New Game: Go to DHS.gov. First one who can find their way to the civil right complaint form wins #scomm #altopolimigra #ri4a
*Deportation Nation reported on the press conference with live tweets from @DeportNation.
Advocates were stunned by today’s announcement, many had hoped the program would be suspended until the Office of Inspector General had completed its examination.
Pablo Alvarado, Director of the National Day Laborer Organizing Network:
“The Secure Communities program is a Frankenstein. It doesn’t need make-up or cosmetic changes. It needs to be stopped immediately.”
Ali Noorani, Executive Director of the National Immigration Forum:
“We are pleased that DHS had decided to clarify the criteria they will use to exercise prosecutorial discretion. However, individuals affected by our obsolete immigration laws need a system through which discretion can be sought and applied.“
Andrea Black, Executive Director of Detention Watch Network:
“These changes are nowhere near sufficient to address the well-documented problems with the Secure Communities program that has thus far torn apart countless families across the country by funneling people into a detention and deportation system rife with abuse.”

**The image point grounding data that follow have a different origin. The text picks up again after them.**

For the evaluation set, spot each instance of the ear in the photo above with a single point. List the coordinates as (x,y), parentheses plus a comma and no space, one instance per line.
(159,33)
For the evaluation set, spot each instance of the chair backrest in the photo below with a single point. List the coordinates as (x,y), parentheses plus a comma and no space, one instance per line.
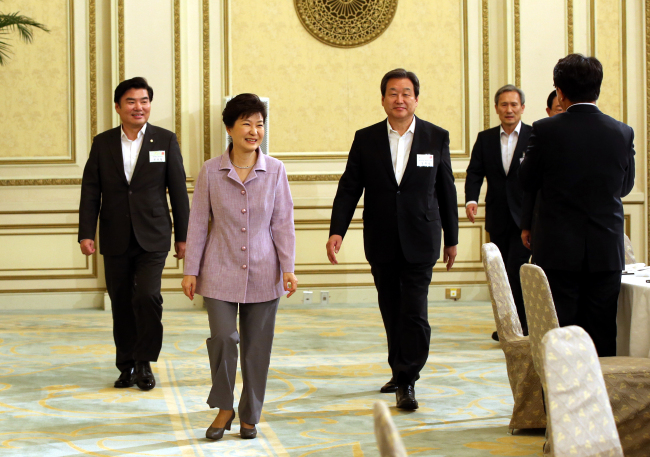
(629,251)
(503,304)
(540,311)
(578,407)
(388,440)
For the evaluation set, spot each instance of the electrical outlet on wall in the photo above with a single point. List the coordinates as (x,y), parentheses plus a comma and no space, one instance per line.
(452,293)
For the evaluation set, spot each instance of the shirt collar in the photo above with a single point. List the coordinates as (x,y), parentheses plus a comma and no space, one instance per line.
(582,103)
(410,129)
(517,129)
(140,133)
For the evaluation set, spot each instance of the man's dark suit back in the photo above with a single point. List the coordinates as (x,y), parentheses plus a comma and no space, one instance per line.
(504,194)
(583,162)
(142,204)
(410,213)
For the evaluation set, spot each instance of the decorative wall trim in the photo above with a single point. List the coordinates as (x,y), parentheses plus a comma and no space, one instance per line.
(92,61)
(120,39)
(226,48)
(72,109)
(206,80)
(177,72)
(517,44)
(486,64)
(569,25)
(647,123)
(41,182)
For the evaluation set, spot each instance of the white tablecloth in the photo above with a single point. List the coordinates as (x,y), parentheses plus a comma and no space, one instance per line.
(633,319)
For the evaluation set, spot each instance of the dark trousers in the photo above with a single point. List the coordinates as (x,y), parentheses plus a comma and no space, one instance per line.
(590,300)
(514,254)
(402,289)
(133,284)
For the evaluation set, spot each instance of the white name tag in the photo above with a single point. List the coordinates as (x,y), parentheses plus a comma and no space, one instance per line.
(156,156)
(425,160)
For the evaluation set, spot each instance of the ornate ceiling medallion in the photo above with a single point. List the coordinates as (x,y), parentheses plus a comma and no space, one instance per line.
(346,23)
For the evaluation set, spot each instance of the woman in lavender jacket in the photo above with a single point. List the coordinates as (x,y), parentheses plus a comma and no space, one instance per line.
(246,261)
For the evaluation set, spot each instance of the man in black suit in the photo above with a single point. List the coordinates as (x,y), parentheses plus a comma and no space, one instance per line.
(403,163)
(530,208)
(583,162)
(496,157)
(129,170)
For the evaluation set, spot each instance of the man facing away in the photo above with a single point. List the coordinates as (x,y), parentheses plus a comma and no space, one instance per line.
(129,170)
(583,163)
(404,166)
(496,156)
(530,208)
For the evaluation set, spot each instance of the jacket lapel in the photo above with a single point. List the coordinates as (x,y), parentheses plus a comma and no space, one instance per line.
(115,148)
(143,156)
(524,134)
(497,151)
(383,146)
(415,145)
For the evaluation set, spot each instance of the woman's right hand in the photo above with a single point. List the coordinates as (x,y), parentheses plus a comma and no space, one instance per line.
(189,286)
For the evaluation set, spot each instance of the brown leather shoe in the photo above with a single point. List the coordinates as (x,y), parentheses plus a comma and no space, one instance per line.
(214,433)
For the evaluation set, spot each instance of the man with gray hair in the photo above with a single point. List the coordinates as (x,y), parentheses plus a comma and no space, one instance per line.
(496,156)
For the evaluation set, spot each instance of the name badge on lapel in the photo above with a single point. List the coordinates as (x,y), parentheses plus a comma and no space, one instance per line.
(156,156)
(425,160)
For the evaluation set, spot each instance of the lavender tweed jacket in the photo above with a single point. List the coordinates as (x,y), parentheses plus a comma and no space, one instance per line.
(252,238)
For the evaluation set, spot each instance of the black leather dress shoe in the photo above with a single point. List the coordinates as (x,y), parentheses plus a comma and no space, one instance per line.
(143,376)
(389,387)
(126,379)
(406,397)
(248,433)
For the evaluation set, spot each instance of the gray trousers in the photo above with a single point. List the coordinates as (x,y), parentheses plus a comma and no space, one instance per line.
(256,328)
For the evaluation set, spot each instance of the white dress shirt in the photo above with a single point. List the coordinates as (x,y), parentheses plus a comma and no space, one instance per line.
(400,148)
(508,145)
(131,151)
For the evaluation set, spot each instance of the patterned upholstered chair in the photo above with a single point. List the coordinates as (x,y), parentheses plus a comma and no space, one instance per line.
(580,416)
(629,252)
(627,379)
(528,410)
(388,439)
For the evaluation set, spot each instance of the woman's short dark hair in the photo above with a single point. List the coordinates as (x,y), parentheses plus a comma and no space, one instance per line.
(241,107)
(549,100)
(578,77)
(400,73)
(134,83)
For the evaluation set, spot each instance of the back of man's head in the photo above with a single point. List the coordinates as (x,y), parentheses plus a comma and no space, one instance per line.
(134,83)
(578,77)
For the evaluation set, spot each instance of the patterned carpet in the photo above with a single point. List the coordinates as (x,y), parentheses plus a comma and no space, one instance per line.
(57,399)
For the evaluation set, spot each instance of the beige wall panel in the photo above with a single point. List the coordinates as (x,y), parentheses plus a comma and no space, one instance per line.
(608,51)
(320,95)
(35,85)
(149,52)
(539,56)
(39,252)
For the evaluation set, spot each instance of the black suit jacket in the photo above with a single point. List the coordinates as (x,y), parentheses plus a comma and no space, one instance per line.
(410,214)
(583,162)
(142,204)
(504,194)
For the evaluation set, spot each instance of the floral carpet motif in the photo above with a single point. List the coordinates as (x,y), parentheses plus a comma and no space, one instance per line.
(57,399)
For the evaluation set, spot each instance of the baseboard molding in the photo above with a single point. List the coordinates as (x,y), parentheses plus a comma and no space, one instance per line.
(178,301)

Paromita Shah, Associate Director of the National Immigration Project:
“ICE should listen to our elected leaders rather than ramming this federal program down the throats of localities that want nothing to do with it.”
Retired Chief of the Sacramento Police Department and Current Project Director of the Law Enforcement Engagement Initiative Arturo Venegas:
“Advice given is not required to be taken! You have three governors and umpteen chiefs of police and sheriffs telling you there are major problems with the program and that they want out. How much heavyweight advice do you need?”
Sunita Patel, Center for Constitutional Rights staff attorney:
“ICE is simply putting lipstick on a pig. The civil rights and privacy issues triggered by the implementation of Secure Communities are just the tip of the iceberg.”
Margaret Huang, Executive Director of Rights Working Group:
“By continuing to support the program it is sanctioning racial profiling, eroding the trust local law enforcement agencies have built with communities of color and signaling to the international community that our immigration system does not respect the basic human rights of all persons in our country.”
Chung-Wha Hong, Executive Director of New York Immigration Coalition:
“In response to mounting criticism, the Department of Homeland Security announced superficial changes to its “Secure Communities” deportation program today. By making the announcement, DHS has acknowledged the program’s failures and yet the agency falls short of tackling these problems through real reforms.”